Yes, you read that right. Tipped workers include parking lot attendants, bellhops, baggage porters, manicurists, and barbers. They also include many people in the restaurant industry – waiters, waitresses, and food deliverers. They haven't seen a raise since 1991.
If you haven't lived in America, here's a primer on tipping. A reasonable tip for most roles is 15%-20% of the purchase price - and in the past 10 years this has moved closer to 20% than 15%. For bartenders it's $1-$2 per drink (glass of wine, shot of regular spirits, pint or bottle of beer). If you go out to a restaurant for a family meal, say 4 people at a table for 1 hour and a bill of $50-$80 then you'll pay a tip of $10-16. If the waitress only serves one table per hour she'd be way over minimum wage. Realistically she's covering more like 5-10 tables - she'll do really well out of this; not as well as the figures suggest since she has to "tip out" (pay a % of tips) to the busboys and kitchen staff, but still a very comfortable wage. She certainly won't get the high rates during the 2pm-7pm slot, since the customers drop off, but even two occupied tables per hour should keep her quids in.
Attendants, porters and bellhops get $1 per bag (ballpark); I don't know much about their baggage carrying rate, but they should clear minimum wage without any problems and should be able to make $12/hour (one customer with one bag per 5 mins) just fine during moderately busy periods. Manicurist charges are about $20/30 mins, so 20% yields $8/hour; this is by no means extravagant, and unlike waitressing is capped at one customer per 30 mins or so, but is still above minimum wage. They get screwed over by slack periods of course. But compare "service" at a restaurant in the UK versus one in Manhattan, Dallas or Minneapolis and you'll see just how well financial incentives work.

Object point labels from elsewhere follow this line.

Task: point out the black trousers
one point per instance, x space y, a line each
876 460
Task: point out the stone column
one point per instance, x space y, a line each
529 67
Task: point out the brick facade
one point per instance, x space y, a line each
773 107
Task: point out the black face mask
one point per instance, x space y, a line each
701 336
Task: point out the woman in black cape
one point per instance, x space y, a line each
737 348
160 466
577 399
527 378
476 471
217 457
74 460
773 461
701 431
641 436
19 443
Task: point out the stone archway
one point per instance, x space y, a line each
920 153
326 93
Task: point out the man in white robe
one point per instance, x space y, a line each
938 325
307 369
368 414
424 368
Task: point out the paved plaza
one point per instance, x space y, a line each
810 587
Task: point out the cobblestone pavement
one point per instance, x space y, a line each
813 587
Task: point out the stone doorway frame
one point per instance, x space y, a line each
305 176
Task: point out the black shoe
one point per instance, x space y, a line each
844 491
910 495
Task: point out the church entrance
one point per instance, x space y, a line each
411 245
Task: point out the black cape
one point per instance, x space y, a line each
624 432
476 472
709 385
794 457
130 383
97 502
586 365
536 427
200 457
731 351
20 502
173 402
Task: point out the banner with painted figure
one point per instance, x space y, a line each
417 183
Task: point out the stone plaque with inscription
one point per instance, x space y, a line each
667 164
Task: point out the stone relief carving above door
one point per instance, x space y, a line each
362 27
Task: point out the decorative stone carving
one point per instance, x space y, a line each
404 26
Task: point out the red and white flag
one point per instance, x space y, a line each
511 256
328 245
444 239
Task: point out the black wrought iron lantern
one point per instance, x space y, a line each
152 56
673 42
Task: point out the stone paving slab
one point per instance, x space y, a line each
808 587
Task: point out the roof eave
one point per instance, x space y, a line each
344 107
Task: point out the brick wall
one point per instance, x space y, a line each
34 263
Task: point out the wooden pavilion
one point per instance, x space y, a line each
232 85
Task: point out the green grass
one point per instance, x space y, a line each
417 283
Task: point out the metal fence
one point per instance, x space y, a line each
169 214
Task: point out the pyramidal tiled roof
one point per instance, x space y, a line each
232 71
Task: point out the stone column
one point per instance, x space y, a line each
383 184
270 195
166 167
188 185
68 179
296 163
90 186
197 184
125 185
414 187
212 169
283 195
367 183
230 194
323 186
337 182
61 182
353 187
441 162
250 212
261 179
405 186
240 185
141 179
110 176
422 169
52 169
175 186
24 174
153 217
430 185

If by "parking lot attendants" Sethi means "valet" - you don't tip the person in the booth at the city parking lot - then they do staggeringly well. At a hotel with valet you pay $10-$20 per day and tip $1 min, $5 max per fetch (5 mins). Valet 8 cars per hour with minimal tip and you're still ahead of the game. I've typically tipped in the $2-$3 region, and the valets I've seen are busy for most of the day.
Note that fast food staff aren't covered by this since you don't normally tip at McDonalds, Five Guys, In-N-Out, Wendys, Taco Bell; they get regular minimum wage.
You don't tip gas station attendants; postal workers and gardeners get a one-off Christmas tip. Taxi drivers get 15%-20% and do just fine - try leaving a 10% tip for a Manhattan cabbie and learn inventive new words. And only assholes don't tip at all; I've left a sub-15% tip on maybe 5% of occasions, and only for service that was well below "adequate" and tending to "derisory".
Who is this mendacious clown?
Arjun Sethi is an attorney in Washington, DC, and a frequent commentator on civil rights and social justice related issues. He is a member of the Minimum Wage Coalition, a consortium of more than 40 groups, nonprofits, and faith-based organizations, working to increase the wage.Wow, certainly no conflict of interest there. I note that he doesn't add "and conspiring to reduce employment" to that description, despite that being the net effect of his lobbying; highly-qualified and privileged asshole that he is.